The second feature is that Russian propaganda, for all of its pervasiveness across the media space in its own country, does not fully drown out alternative viewpoints. Indeed, those who want to explore alternative takes are able to do so, albeit not without hassle (for example, a VPN would be required to access Twitter and some of the opposition media). But it is a feature of echo chamber conversations that the availability of alternative information diminishes its attractiveness. Given, too, that some Western discourse rightly or wrongly paints all Russians — and not just Putin’s regime — as unreconstructed imperialists, any such information serves to reinforce anti-Western resentment in Russia, helping to justify the war as a holy crusade against the hypocritical, Russophobic West. It feels good to feel righteous. Few will have the critical faculties to engage in deep self-reflection. After a hard day at work, most can do with a dinner and a little genocidal entertainment.

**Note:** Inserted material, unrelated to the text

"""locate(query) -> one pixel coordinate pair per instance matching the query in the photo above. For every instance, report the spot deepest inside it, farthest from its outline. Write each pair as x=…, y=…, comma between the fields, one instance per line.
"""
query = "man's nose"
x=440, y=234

Understanding one’s adversary requires understanding the adversary’s situation and the adversary’s narratives. To understand does not mean to justify. Nothing in the Russians’ situation requires them to support a criminal war against a neighbouring country. To understand means to see commonalities and differences between our situations and our narratives — and those of the Russians. The Russians are not invaders from Mars. Their brutality and apathy are part and parcel of a time-tested European tradition. Which one of us, exposed to the same circumstances and the same narratives will react differently from how the Russians react? Some will. And many Russians do, too. Hundreds of thousands have already fled the country. Some 20,000 have been arrested for protesting.

But the silent majority just drifts along. They are too human to care.

There is, finally, one factor that is both situational and discursive: war, though distant, has become the new normal. Many Russians who, finding their country at war with Ukraine, at first experienced shock and incomprehension, have gradually become accustomed to the idea of the inevitability of war. What seemed impossible to contemplate has become all too real. Russia, like George Orwell’s Oceania, is at war because it has always been at war, and it will always be at war. There is nothing that can be done about it because war has become a state of mind.

Putin discovered a terrible truth about Russia: give people enough to eat; give them something to believe in; most importantly give them someone to hate; and they will flock to your banners. He calculated that it is not freedom that they long for – just daily comforts and a sense of belonging.

At the turn of the 1880s, the great Russian writer Fyodor Dostoevsky wrote of a human tendency to give up their freedom in exchange for bread — but not just bread. Freedom, he explained in the monologue of the Great Inquisitor in Brothers Karamazov, was a burden to people. Give them an opportunity, the Great Inquisitor opined, and they will trade away their freedom for a place in the herd: ‘I tell you that man has no more tormenting care than to find someone to whom he can hand over as quickly as possible that gift of freedom with which the miserable creature is born … even when all the gods have disappeared from the earth they will still fall down before idols.’

And so they have. It is a tragedy for Russia. It is sheer horror for Ukraine. And it is a potent warning to all of us.